The Julie Ruin just about burned down the stage at Portland’s Time Based Arts festival last Thursday night. The group kicked off the contemporary arts festival as part of a national tour to celebrate their album Run Fast and as frontwoman Kathleen Hanna launched into their raucous playlist, the room suddenly felt hot, sweaty, and electric. It’s a big deal for Hanna to be on stage at all. The singer who brought seemingly boundless energy to Bikini Kill and Le Tigre has spent the last six years dealing with the effects of Lyme Disease, which hinders both physical and neurological abilities. When we spoke in early September, Hanna talked about living with an invisible disease, how vulnerability can create true confidence, and how the best thing that ever happened to riot grrrl is critique. 

I’ll start with an easy question. You have a new album coming out—can you tell us about the album and what your favorite song is off of it?  

Ooo, my favorite song? No one’s asked me that before. I really like the song “Goodnight, Goodbye” because it’s really pretty and it’s really fun to sing, but also because I feel like I said exactly what I wanted to say. I let myself be really vulnerable and personal.

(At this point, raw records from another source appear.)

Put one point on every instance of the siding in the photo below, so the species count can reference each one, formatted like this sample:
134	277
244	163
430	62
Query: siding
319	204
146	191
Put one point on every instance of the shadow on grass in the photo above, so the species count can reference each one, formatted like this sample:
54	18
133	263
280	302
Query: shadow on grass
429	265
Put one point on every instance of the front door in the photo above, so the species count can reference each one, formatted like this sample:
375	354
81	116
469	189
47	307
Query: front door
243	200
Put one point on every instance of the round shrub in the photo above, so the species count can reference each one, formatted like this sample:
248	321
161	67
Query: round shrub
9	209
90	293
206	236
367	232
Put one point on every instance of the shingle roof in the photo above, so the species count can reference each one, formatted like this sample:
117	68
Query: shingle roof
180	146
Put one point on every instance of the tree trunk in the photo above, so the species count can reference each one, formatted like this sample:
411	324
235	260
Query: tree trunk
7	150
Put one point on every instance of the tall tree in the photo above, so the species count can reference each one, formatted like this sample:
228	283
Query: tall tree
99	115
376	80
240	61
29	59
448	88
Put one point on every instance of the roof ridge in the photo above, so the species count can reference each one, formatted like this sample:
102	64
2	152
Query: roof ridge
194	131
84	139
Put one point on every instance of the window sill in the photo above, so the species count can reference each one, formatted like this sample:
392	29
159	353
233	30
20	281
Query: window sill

I always feel like I’m not allowed to talk about—you know, not private stuff, but in that song I talk what what it was like to be a band in the ’90s and what it’s like to look back at myself when I was in my 20s. Would I hate myself now? Like, how long can you keep that punk rock sneer going for before you end up sneering at yourself? 

That’s interesting because a lot of musicians and public figures feel like they have to constantly be shaping their persona. So to look back on yourself and say, “I don’t like the way I was,” that’s interesting. What does the song say about that exactly? 

I don’t know if it comes across to anyone else, but I have a line in the first verse that’s, “I wielded confidence like it’s a shiny knife.” That was about how I feel like a lot of times the least confident people can exude the most anger and confidence, because we’re so afraid. We have such a soft core that we have to have a hard shell. I feel like the people who are the most confident are able to be the most vulnerable. I feel like in my 20s, a lot of people were like, “She’s so confident, she’s such a strong feminist!” But that wasn’t how I actually felt. I felt really freaked out and unsure of myself. And I’m sure that made for great shows because it was like I was falling apart in front of peoples’ faces. But, you know, looking back on it, I’m able to admit that I wasn’t the strong feminist that people thought I was. I was very, very different in my personal life than I was on stage or in my records. 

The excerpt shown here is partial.